When an instance is created, the instance will first attempt to import and download the required backend/language data.
To avoid this, and to prepare the required packages in advance, we can use the static `SmoothText.prepare()` method.

```Python
SmoothText.prepare('nltk', 'en,tr')  # Preparing NLTK to be used with English and Turkish
```

### Computing Readability Scores

Each language has its own set of readability formulas. When computing the readability score of a text in a language, one
of the supporting formulas must be used. Using SmoothText, there are three ways to perform this calculation.

```Python
text: str = 'Forrest Gump is a 1994 American comedy-drama film directed by Robert Zemeckis.'  # https://en.wikipedia.org/wiki/Forrest_Gump

# Generic computation method
st.compute_readability(text, ReadabilityFormula.Flesch_Reading_Ease)

# Using instance as a callable for generic computation
st(text, ReadabilityFormula.Flesch_Reading_Ease)

# Specific formula method
st.flesch_reading_ease(text)
```

### Tokenizing and Calculating Text Statistics

SmoothText is designed to work with sentences, words/tokens, and syllables.

```Python
text = 'This is a test sentence. This is another test sentence. This is a third test sentence.'

st.count_sentences(text)
# Output: 3

st.count_words(text)
# Output: 14

st.count_syllables(text)
# Output: 21
```

### Other Features

Refer to the documentation for a complete list of available methods.

## Inconsistencies

### Backend Related Inconsistencies

- NLTK and Stanza have different tokenization rules.
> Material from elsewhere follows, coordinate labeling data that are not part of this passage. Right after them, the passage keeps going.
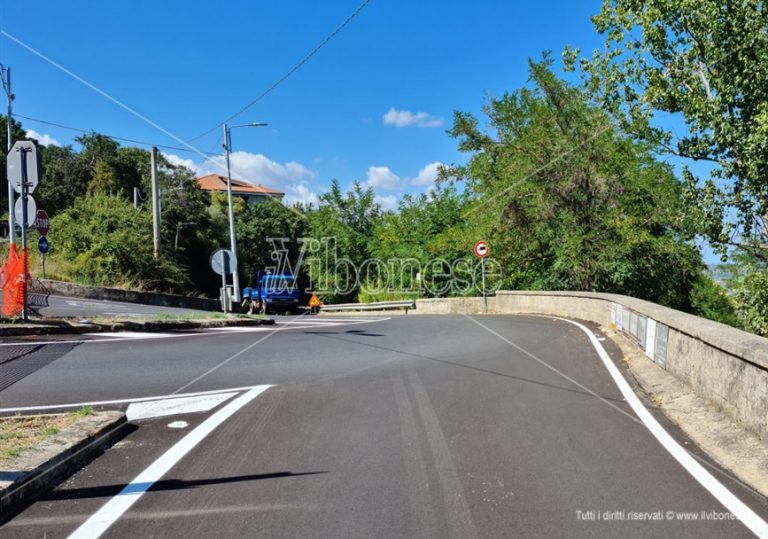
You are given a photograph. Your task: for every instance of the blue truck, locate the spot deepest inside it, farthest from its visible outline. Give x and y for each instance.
(272, 293)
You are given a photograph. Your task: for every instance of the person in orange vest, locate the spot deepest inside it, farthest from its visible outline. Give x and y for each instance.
(314, 304)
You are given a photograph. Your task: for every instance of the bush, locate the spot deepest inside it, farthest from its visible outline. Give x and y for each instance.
(103, 240)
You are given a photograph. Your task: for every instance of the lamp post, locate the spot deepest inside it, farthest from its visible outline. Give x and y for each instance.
(232, 241)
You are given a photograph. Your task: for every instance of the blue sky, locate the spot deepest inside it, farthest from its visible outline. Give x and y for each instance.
(373, 105)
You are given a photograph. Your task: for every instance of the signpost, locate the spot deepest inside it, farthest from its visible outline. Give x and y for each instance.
(223, 262)
(482, 251)
(42, 223)
(31, 213)
(23, 171)
(42, 246)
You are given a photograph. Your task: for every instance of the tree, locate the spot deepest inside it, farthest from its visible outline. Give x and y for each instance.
(345, 224)
(105, 241)
(65, 178)
(264, 230)
(704, 63)
(571, 204)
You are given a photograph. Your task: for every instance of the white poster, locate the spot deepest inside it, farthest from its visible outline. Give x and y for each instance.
(650, 337)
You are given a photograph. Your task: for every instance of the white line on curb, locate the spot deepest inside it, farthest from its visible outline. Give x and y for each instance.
(124, 401)
(110, 512)
(749, 518)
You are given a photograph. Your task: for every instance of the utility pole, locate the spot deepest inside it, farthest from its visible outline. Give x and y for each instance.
(155, 205)
(231, 211)
(232, 242)
(5, 75)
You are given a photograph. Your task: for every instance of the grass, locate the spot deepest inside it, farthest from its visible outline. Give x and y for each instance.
(20, 433)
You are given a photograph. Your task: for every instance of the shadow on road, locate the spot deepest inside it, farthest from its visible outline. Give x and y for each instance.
(335, 336)
(19, 361)
(166, 484)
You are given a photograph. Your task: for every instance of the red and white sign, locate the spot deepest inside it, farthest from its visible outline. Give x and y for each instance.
(481, 249)
(42, 223)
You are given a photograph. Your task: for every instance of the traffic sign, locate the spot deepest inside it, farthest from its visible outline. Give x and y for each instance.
(42, 223)
(481, 249)
(223, 262)
(31, 211)
(42, 244)
(27, 150)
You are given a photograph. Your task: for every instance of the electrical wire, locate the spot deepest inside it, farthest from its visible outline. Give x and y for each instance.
(122, 139)
(290, 72)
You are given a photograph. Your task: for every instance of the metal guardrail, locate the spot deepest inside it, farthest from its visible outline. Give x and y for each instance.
(377, 306)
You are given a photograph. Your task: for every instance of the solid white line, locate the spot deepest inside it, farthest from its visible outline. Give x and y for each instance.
(124, 401)
(749, 518)
(109, 513)
(203, 333)
(168, 407)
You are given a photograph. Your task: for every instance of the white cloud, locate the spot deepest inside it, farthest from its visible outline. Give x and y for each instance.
(181, 162)
(428, 174)
(300, 192)
(407, 118)
(388, 202)
(259, 169)
(383, 178)
(44, 140)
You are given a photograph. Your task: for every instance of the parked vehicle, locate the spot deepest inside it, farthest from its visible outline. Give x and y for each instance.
(272, 294)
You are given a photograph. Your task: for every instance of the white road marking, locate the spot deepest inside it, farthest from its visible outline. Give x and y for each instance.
(749, 518)
(132, 335)
(107, 338)
(125, 401)
(183, 405)
(109, 513)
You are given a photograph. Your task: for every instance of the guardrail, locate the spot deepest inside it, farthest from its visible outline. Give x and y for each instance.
(376, 306)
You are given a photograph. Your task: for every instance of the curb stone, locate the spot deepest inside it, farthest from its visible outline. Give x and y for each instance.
(68, 328)
(39, 470)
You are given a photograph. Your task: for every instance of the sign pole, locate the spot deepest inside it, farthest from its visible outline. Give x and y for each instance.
(485, 297)
(24, 219)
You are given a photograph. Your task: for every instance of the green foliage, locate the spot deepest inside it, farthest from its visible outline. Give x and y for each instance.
(710, 300)
(104, 240)
(568, 203)
(65, 178)
(706, 63)
(256, 226)
(751, 299)
(350, 220)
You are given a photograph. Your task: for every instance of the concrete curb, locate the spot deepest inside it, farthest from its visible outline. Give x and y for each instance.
(65, 327)
(36, 472)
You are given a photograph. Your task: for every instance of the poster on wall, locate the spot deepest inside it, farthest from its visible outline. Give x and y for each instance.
(650, 338)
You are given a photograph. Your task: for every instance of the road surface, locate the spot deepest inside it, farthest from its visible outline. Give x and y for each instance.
(409, 426)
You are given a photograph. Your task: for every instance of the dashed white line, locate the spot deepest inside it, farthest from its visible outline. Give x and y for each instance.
(100, 521)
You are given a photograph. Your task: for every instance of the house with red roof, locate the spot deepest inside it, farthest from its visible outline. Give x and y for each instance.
(253, 194)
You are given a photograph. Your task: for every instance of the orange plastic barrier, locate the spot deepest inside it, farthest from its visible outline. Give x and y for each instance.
(14, 273)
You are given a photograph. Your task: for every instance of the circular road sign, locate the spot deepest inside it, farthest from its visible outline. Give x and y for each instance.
(223, 262)
(42, 223)
(42, 244)
(481, 249)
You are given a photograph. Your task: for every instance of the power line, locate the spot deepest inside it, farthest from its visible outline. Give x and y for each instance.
(290, 72)
(122, 139)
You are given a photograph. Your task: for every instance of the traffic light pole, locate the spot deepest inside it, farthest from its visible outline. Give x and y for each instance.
(24, 220)
(6, 80)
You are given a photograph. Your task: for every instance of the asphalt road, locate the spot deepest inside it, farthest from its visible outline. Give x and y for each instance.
(60, 306)
(414, 426)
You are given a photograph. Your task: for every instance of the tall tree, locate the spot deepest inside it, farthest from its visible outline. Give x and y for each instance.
(704, 63)
(572, 204)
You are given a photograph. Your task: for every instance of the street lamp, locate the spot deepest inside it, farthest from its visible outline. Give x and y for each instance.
(232, 242)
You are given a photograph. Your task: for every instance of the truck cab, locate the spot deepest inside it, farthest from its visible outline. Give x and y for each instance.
(273, 293)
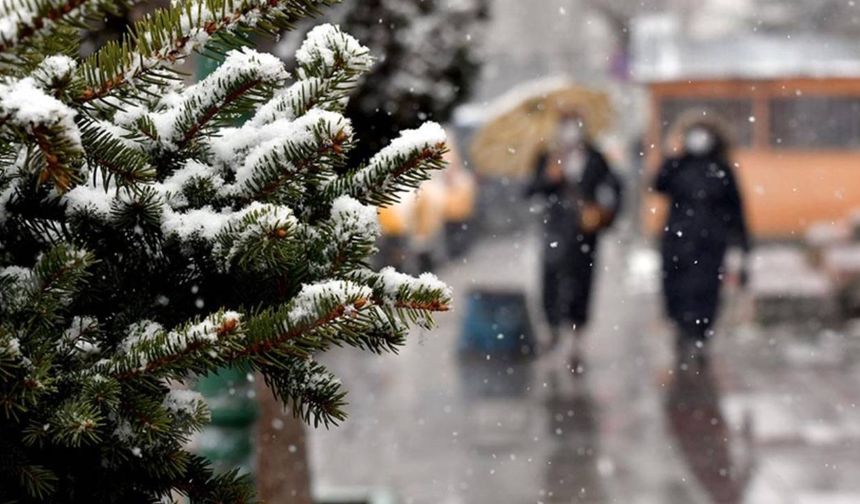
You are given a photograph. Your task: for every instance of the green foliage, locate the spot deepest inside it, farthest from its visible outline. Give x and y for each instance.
(153, 232)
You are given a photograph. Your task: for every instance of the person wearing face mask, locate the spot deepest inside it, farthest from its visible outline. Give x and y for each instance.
(583, 196)
(705, 219)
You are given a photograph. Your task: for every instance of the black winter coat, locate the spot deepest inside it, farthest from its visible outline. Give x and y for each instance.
(568, 252)
(705, 218)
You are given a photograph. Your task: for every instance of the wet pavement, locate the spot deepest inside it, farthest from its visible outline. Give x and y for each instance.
(773, 420)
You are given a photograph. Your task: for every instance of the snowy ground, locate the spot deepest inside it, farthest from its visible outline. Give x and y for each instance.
(775, 422)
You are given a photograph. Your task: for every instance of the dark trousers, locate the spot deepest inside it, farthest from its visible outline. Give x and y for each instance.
(567, 277)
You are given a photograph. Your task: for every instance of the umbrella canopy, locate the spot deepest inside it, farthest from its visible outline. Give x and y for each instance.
(510, 143)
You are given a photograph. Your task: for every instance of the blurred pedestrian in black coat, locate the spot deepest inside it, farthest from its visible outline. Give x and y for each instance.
(706, 217)
(583, 196)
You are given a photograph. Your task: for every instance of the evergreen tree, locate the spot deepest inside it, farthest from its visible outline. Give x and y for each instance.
(152, 232)
(428, 62)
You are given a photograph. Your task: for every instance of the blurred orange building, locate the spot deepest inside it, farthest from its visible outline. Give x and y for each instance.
(792, 105)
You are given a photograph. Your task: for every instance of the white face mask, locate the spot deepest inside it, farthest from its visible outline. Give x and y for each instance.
(571, 133)
(699, 142)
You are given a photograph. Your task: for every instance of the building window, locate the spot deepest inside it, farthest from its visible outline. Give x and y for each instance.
(735, 113)
(815, 122)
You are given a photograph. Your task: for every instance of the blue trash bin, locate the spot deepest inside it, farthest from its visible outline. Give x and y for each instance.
(497, 323)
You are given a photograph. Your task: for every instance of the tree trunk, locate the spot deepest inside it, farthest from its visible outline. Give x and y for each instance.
(283, 470)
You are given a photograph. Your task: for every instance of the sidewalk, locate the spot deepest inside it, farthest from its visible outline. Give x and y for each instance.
(778, 423)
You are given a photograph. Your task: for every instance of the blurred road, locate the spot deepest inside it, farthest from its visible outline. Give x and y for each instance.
(774, 421)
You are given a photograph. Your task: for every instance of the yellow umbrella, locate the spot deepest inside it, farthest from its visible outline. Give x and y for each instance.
(510, 143)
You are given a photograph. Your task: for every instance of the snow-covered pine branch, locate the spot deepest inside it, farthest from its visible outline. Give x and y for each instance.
(155, 231)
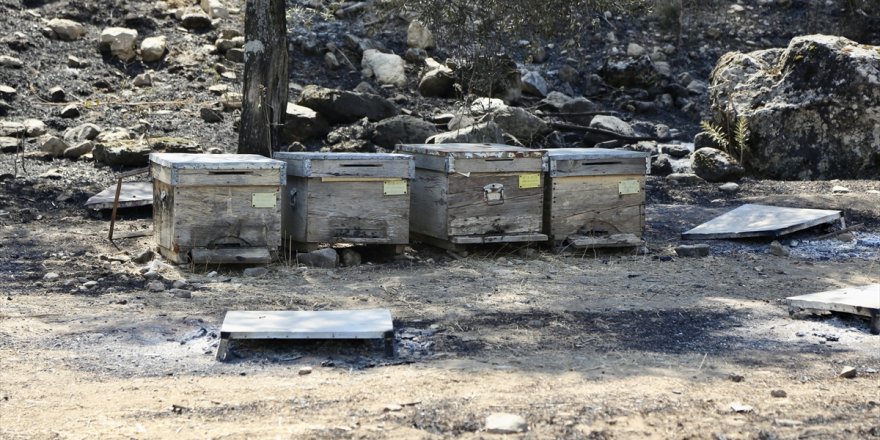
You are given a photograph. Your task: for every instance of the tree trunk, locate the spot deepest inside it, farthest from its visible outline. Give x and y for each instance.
(264, 96)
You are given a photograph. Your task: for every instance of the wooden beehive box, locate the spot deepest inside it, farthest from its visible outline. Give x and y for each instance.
(216, 208)
(595, 197)
(476, 193)
(358, 198)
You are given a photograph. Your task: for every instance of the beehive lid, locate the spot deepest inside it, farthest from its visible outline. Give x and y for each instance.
(470, 151)
(188, 161)
(596, 161)
(379, 165)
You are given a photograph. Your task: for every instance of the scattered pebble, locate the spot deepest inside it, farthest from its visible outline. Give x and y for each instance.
(505, 423)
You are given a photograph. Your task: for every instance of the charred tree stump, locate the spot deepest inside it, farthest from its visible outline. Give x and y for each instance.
(264, 96)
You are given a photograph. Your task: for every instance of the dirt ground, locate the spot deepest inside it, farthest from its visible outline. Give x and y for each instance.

This may cause differences in the number of tokens/sentences
  between the two backends.

### Language Related Inconsistencies

- The syllabification of words may differ within the same language variant. For example, the word "hello" has two
  syllables in American English but one in British English.

## Documentation

See [here](https://smoothtext.github.io/) for API documentation.

## License

SmoothText has an MIT license. See [LICENSE](./LICENSE).